Article 3 dealt with completing the rough turning of the Natural Edge Bowl; you have rough turned both the inside and the outside of the bowl and you are ready to dry the bowl. We will discuss several ways to dry the bowls also how to finish turning the bottom of the bowl and final sanding.
There are a number of ways to dry your bowl. Many wood turners will continually turn bowls and place then in a cool dry location with moderate temperature and good air circulation to dry; this process will take about one year. This method allows you to create an inventory of bowls at very stages of dry; you will always have a dry bowl ready to finish. I never liked waiting a long time for wood to dry so I built a small Wood Kiln; see below. This kiln will dry a bowl 1 inch thick in 7 to 14 days all depending the amount of moisture to be removed and the amount of wood that is in the kiln.

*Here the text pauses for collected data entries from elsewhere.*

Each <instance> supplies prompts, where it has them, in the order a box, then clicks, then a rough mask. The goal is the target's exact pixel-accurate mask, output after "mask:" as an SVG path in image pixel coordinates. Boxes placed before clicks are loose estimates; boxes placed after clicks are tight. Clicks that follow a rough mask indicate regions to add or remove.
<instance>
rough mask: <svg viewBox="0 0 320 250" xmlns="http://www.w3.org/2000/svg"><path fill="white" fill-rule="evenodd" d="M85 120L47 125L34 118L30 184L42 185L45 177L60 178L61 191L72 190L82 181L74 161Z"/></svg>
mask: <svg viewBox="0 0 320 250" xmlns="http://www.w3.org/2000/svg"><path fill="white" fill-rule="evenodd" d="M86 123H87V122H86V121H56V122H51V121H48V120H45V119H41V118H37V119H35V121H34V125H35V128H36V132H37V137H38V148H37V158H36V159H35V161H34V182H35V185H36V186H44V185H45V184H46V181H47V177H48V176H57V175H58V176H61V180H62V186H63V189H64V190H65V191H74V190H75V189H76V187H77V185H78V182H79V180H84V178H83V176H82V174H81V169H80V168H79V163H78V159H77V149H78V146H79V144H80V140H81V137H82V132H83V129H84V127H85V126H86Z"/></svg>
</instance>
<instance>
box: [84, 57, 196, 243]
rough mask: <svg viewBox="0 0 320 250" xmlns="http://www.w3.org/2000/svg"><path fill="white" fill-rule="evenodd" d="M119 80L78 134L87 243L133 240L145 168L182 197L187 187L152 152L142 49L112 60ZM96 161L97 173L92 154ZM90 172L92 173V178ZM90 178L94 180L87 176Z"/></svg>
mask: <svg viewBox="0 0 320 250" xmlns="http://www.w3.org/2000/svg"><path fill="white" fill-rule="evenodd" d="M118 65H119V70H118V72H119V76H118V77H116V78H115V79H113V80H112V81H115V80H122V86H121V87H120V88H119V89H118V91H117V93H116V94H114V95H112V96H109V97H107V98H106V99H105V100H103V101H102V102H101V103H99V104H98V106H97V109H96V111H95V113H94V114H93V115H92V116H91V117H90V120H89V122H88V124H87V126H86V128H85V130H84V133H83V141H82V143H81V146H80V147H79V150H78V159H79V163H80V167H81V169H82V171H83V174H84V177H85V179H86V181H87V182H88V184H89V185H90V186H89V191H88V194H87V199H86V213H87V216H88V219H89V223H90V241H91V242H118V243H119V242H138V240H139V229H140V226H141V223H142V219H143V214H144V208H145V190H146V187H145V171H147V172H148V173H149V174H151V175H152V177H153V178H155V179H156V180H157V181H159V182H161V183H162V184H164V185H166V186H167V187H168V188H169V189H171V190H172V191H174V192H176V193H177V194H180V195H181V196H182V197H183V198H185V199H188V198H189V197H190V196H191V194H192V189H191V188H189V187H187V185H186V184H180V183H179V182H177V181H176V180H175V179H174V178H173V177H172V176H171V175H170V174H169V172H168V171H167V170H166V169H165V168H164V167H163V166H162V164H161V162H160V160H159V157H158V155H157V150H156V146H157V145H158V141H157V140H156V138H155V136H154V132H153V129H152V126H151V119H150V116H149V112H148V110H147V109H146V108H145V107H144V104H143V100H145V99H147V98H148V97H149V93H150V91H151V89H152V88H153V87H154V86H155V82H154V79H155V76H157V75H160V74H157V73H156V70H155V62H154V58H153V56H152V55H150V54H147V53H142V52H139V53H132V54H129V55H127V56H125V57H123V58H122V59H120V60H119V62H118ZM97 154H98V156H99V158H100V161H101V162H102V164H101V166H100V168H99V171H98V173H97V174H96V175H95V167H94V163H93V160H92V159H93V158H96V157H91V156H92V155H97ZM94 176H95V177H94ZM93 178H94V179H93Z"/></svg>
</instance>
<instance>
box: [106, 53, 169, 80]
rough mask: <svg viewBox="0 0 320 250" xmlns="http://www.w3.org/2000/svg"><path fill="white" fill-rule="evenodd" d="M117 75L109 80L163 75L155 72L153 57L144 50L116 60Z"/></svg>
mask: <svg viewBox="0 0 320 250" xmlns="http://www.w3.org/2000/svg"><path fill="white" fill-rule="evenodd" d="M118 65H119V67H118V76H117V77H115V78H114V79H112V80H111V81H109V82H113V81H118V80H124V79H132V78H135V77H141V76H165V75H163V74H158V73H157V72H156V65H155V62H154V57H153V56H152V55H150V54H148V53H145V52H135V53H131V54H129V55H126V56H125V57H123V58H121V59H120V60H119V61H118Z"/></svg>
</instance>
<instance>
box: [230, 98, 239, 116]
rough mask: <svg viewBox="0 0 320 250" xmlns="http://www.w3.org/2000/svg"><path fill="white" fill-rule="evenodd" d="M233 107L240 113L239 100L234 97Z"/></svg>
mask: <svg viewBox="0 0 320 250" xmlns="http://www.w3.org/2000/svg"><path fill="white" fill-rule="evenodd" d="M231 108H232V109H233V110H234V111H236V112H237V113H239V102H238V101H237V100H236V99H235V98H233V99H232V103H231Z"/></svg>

Other ways to dry green wood is to microwave the wood in short bursts until it is dry; it is very easy to burn the wood. On a very small scale this might be OK. Another way is to place green turnings in dry wood chips, works well but again this process takes time.
Let’s jump ahead and start working on our dried rough turned bowl. Some types of wood will have small checks, these can be turned out. There will also be some warping which can also be turned out. Some species wood will crack and warp no matter what you do, Pacific Madrone (Arbutus menxiesii), is one; very petty wood. The only way I have been able dry this wood is let it slowly air dry and then work around the cracks and warping.
Your bowl has been finished both inside and outside and sanded to least 250 grit. Some wood turners will sand way out to 600 or more, this can be a detriment to your project because the finish will not stick to the wood if it is too smooth, read the manufactures instructions. Most finishes; waxes, varnishes, oil, water based products and lacquer all recommend sanding the surface to 250 grit. One of my favorite finishes is “Dalys Profin”, Gloss; this is a wipe on and wipe off oil product, leaves a very nice finish.
The final step is to finish the bottom of the bowl; this is called reverse chucking. There are mega or jumbo jaws available that will attach to your scroll chuck; the shape of the edge of the bowl will make or break your ability to hold the bowl in the chuck. If your bowl has a smooth even edge the jumbo jaws are good. My preferred method is vacuum chucking, as long as the bottom is smooth with no holes it is bullet proof. At sea level a six inch vacuum cup has about 400 pounds of holding force.
Centering the turning on the vacuum chuck is the hardest part. The best way to center the bowl on the vacuum cup is to use a scroll chuck with a reverse “Chucking Alignment Adapter” which is inserted into the tail stock. The tail stock, with the bowl is brought forward to the vacuum cup almost touching and locked down to stabilize the bowl. Turn on the vacuum and advance the quill to the vacuum cup. After the bowl is sucked tight to the vacuum cup loosen the scroll chuck and withdraw the tail stock. Turn the bottom.
When I turn the bottom I like to leave a small foot for the bowl to rest on, this creates a shadow under the lower edge of the bowl, makes for a nicer presentation.